A black and orange sticker on the door reads “Private-Keep Out!” and below it in stenciled characters: “Hank’s Hideout.”

The room is tidy-no toys on the floor, beanbags pushed into the corners.

A dozen model airplanes and helicopters hang by wires from the ceiling.

A B-25 sits near completion on a desk. Only the wings and the ball turret remain to be affixed.

He smells the glue.

A bevy of Little League trophies lines the top of a dresser, each golden plastic boy facing the bed, frozen in midswing. Luther reads the engraving on the base of one of the trophies.

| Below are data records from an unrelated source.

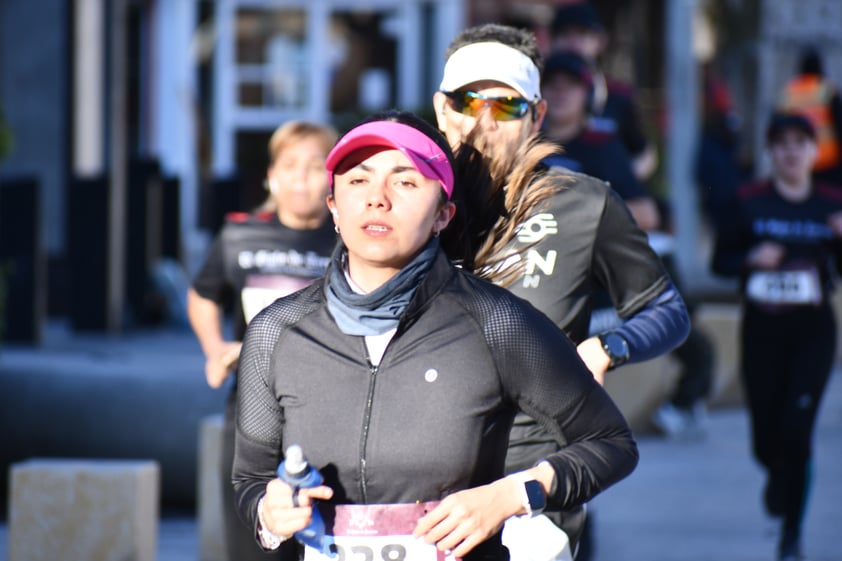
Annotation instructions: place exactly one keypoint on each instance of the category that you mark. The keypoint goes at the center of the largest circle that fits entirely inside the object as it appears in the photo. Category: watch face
(615, 346)
(537, 499)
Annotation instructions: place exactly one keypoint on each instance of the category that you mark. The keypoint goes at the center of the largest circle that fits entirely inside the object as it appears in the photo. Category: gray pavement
(693, 501)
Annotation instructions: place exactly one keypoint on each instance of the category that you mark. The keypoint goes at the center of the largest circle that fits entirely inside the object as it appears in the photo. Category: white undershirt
(376, 344)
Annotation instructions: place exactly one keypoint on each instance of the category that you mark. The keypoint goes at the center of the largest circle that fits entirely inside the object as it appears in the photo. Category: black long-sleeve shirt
(434, 417)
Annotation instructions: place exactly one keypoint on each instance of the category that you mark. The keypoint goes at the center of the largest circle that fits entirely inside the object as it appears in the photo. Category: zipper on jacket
(372, 371)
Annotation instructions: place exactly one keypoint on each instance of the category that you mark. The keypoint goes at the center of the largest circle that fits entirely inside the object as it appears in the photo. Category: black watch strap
(615, 347)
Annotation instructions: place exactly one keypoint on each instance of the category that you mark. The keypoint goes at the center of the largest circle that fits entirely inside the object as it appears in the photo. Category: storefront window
(271, 55)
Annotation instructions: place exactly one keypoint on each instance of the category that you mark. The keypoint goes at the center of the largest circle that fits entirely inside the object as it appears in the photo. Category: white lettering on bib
(784, 287)
(376, 533)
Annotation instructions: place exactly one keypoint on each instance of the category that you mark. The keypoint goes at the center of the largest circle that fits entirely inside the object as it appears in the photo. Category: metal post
(117, 167)
(682, 135)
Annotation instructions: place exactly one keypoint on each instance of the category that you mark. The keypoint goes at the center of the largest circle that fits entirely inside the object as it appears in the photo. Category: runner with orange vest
(817, 98)
(810, 95)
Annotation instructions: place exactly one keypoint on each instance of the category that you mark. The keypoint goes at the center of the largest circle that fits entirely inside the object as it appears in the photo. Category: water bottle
(299, 474)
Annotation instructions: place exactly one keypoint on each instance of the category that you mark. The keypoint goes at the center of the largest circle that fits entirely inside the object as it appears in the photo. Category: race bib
(262, 290)
(785, 287)
(375, 533)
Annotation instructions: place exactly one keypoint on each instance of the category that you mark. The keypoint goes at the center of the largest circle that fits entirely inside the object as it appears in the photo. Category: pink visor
(427, 157)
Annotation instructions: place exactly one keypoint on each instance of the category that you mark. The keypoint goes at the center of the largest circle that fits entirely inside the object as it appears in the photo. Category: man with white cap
(581, 237)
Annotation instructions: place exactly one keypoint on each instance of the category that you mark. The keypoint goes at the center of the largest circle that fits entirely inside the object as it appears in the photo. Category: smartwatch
(533, 496)
(615, 347)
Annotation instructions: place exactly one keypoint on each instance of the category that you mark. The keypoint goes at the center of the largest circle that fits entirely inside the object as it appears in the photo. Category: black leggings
(786, 361)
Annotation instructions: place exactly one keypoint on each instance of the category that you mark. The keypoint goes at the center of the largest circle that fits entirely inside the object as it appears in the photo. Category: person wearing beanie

Hank’s team is called The Lean, Mean, Fighting Machine.

He won the sportsmanship award last year.

Removing his backpack, Luther lies down beside Hank atop a bedspread patterned with a map of the constellations. The boy sleeps on his side, his back to the intruder. Luther watches him for a moment under the orange gleam of a nightlight, wondering what it must feel like to have a son.

Because he’s dreaming, the boy’s neck snaps more easily than his little brother’s.

Luther rises, unzips the backpack. He takes out the gun, the handcuffs, the tape recorder, Orson’s bowie. The gun is not loaded. Silencers are hard to come by and under no condition will he fire a. 357 at two in the morning in a neighborhood like this.

Slipping the handcuffs into his pocket, he moves back into the hall and arrives at last in the threshold of the master bedroom where Zach and Theresa Worthington sleep.

In the absence of a nightlight the room is all shape and shadow.

He would prefer to stand here, watching them from the doorway for an hour, glutting himself on anticipation. But this isn’t his only project tonight and the sun will be up in four hours.

So Luther sets the tape recorder on a nearby dresser and presses record. Then he thumbs back the hammer on the. 357 and strokes the light switch with his latex finger though he does not flip it yet.

Zach Worthington shifts in bed.

“Theresa,” he mumbles. “Trese?”

A half-conscious answer: “Wha?”

Luther’s loins tingle.

“I think one of the kids are up.”

13

ELIZABETH Lancing couldn’t sleep. She’d gone on her first date with Todd Ramsey tonight and a spectrum of emotions swarmed inside her head, giddiness to guilt. Todd had taken her to a French restaurant in Charlotte called The Melting Pot. Initially she’d been horrified at the prospect of making conversation over three hours of fondue but Todd was charming and they’d fallen into easy conversation.

They started out discussing their law firm where Todd had just made partner and Beth had been a legal administrator for five years. At first they resisted the gossip but Womble amp; Sloop was a rowdy firm and the fodder was bottomless and irresistible. This transitioned into a brief exchange on their philosophies of employment and how neither of them knew anyone whose work afforded absolute fulfillment. They posited finally that the ideal job did exist but that finding it was such an excruciating chore most people preferred instead to suffer moderate unhappiness over an entire career.

Toward the end of dinner, as they dipped melon balls and strawberries into a pot of scalding chocolate, the conversation took an intimate turn. They sat close, basked in prolonged eye contact, and compared only the idyllic slivers of their childhoods.

Beth knew that Todd had been recently divorced. He was well aware that her husband had disappeared seven years ago through some mysterious connection to Andrew Thomas. But neither came within a hundred miles of the other’s baggage.

After dinner Todd took her home. It was eleven o’clock and cruising north up a vacated I-77, Beth watched the pavement pass, mesmeric in the headlights. Riding with Todd she felt foreign to herself in a fresh and frightening way. Like the start of college and autumn. Not a thirty-eight-year-old single mother of two.